Joe Townsend has worked with our group for ca. 6 years. As an undergraduate he worked as a summer student and was one of the first co-authors of OSCAR. He’s submitted his thesis and is being examined on Wednesday. His work has greatly informed what Nick Day has been doing. Here’s a snippet of what he has in his thesis (we are currently writing the paper)
He extracted small molecular entities from the data – what is now CrystalEye – WWMM – and optimsed the geometry in much the same was a Nick has been doing. He then compared the calculated and observed geometries of over 1000 entries and got:
joegamess1.PNG
This shows a wide scatter (y is calc, x is observed). Is the deviation due to problems with the data or problems with the model or both? Have a think and then read on…

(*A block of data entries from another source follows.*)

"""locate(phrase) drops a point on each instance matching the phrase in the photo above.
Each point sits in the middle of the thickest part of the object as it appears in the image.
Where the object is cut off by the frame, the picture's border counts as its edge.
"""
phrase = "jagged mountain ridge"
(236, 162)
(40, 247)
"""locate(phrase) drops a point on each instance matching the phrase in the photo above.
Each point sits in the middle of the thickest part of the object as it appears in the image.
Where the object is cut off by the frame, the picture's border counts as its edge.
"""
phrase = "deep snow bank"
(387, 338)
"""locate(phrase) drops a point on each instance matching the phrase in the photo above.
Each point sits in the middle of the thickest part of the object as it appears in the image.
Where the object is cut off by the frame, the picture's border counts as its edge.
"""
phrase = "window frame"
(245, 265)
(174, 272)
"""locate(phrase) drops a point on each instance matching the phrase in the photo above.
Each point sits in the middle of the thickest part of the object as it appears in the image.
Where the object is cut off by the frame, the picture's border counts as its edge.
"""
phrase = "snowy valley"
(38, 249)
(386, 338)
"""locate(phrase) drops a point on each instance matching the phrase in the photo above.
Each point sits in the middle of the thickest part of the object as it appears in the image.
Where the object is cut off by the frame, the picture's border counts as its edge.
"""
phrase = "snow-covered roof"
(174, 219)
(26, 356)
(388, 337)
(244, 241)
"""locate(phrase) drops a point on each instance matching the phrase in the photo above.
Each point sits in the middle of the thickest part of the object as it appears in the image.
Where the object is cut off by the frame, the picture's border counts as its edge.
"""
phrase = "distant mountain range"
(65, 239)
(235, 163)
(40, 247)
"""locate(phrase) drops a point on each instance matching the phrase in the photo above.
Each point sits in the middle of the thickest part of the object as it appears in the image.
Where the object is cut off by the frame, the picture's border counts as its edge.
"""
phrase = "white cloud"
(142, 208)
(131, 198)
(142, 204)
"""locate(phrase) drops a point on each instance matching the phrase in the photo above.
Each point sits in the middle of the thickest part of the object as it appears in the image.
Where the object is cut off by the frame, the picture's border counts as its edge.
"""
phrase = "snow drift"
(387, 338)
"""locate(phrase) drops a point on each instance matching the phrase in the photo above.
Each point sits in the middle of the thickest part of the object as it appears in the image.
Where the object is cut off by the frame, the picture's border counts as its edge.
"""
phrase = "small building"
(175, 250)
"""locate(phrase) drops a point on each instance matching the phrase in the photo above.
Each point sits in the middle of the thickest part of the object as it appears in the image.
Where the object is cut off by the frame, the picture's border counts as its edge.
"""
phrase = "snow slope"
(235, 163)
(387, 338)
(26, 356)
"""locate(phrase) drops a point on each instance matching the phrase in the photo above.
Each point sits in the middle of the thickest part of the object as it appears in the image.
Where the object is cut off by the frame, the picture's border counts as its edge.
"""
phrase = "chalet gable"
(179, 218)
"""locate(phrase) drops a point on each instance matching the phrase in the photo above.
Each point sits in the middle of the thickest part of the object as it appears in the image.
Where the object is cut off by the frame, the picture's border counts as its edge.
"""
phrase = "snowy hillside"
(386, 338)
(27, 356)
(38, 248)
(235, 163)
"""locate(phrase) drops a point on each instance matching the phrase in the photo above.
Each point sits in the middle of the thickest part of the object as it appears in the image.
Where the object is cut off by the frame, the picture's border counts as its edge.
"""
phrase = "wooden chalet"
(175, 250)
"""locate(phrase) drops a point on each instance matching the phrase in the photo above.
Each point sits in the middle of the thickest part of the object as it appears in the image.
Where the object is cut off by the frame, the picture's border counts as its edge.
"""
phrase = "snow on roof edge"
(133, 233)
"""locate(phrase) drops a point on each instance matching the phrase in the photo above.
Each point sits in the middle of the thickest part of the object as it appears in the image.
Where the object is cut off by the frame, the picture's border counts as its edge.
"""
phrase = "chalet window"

By carefully analysing outliers Joe came up with about 10 ways that the data might have problems. Because the data were Open, and because the metadata were Open and rich, Joe was able to create a protocol that filtered out entries with potential problems in the data. The protocol was NOT based on the fact of an entry being an outlier, but with some aspect of metadata. (Here is PART of the protocol)
protocol1.PNG
As a result it was possible to devise a machine procedure which AUTOMATICALLY created a cleaned data set. The resulting comparison then looked like this:
joegamess2.PNG
You can see immediately that although there are many fewer entries the agreement is excellent. As a result, and only as a result, it was possible to find outliers where there were potential concerns about the quality of the calculated data. The effects are small, but probably real. We’ll see if the examiners agree. (The obvious outlier above (1.31, 1.25) is due to differences in the models – gas-phase versus crystal – i.e. “crystal packing forces”)
This shows that in principle it is possible to create robots which use both theory and experiment to improve each other. It relies on having good open metadata and open data.